Two monks live near each other at the same time. They both profess to be students. Only one, however, does anything towards disciplining his mind. One uses language and lamentations as follows : — ” They have invented a new language, which they call Greek ; you must be carefully on your guard against it ; it is the matter of all heresy. I observe in the hands of many persons a book written in that language, and which they call the New Testament. It is a book full of daggers and poison. As to the Hebrew, my dear brethren, it is certain that whoever learns it becomes immediately a Jew.” The other monk seizes the New Testament, and applies his habits of study and of diligence to it ; and with that Bible he shakes all Europe ; he shakes the world, and, in a day, opens upon Christendom the light of thousands of years. Need I say, I mean Martin Luther? Nothing but his disciplined mind, and his habits of using that instru ment, could have led him through the thick darkness which surrounded him, to the clear light in which we see him.
(John Todd, The Student’s Manual, page 38)
He who trains his mind to go by impulses, and must wait for them, will accomplish but very little during his life. The perfection of a disciplined mind is, not to be able, on some great contingency, to rouse up its faculties, and draw out a giant strength, but to have it always ready to produce a given and an equal quantity of results in a given and equal time. This was the glory of the mind of Isaac Newton.
You may call upon your mind, today, for its highest efforts, and stretch it to the utmost in your power, and you have done yourself a kindness.
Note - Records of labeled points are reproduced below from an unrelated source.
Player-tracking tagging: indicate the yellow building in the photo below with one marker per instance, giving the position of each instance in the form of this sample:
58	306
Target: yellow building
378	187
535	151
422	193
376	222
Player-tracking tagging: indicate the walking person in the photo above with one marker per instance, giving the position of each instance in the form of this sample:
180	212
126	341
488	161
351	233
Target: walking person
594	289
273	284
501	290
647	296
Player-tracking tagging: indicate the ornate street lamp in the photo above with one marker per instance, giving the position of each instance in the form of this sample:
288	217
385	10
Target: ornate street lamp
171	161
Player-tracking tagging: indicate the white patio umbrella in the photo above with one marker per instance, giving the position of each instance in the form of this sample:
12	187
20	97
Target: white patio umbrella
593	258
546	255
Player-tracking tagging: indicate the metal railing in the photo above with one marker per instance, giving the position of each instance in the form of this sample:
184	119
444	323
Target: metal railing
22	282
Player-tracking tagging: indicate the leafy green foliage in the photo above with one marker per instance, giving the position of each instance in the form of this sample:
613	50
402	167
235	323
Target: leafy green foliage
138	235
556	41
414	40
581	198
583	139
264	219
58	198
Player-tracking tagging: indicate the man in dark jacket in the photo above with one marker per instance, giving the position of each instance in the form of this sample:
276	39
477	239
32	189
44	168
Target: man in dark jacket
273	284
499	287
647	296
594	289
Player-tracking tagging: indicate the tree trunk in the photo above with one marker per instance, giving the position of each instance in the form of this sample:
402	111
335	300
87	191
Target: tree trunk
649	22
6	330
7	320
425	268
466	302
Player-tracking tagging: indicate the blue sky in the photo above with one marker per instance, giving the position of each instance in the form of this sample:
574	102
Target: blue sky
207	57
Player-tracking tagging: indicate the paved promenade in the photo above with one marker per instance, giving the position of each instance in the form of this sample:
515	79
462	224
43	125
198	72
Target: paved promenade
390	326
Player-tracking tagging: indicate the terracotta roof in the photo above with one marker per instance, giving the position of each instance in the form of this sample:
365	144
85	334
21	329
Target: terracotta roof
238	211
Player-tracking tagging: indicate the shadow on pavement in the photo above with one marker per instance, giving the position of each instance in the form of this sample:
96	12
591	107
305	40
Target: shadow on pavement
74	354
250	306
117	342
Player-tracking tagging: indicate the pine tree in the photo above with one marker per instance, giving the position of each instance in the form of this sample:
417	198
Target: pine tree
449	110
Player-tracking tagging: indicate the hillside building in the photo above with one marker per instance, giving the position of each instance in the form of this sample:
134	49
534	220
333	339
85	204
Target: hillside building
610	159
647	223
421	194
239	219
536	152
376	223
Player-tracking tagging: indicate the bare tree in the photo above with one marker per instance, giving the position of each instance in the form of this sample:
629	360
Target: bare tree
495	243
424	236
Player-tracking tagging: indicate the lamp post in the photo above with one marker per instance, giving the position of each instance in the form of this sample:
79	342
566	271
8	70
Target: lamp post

The mind will be all the better for it. Tomorrow you may do it again ; and each time it will answer more readily to your calls. But remember that real discipline of mind does not so much consist in now and then making a great effort, as in having the mind so trained that it will make constant efforts. Gutta cavat lapidem, non vi, sed saepe cadendo (a water drop hollows a stone not by force, but by falling often). If you would have the discipline any thing like perfect, it must be unremitted ; the mind must be kept clear and shrewd.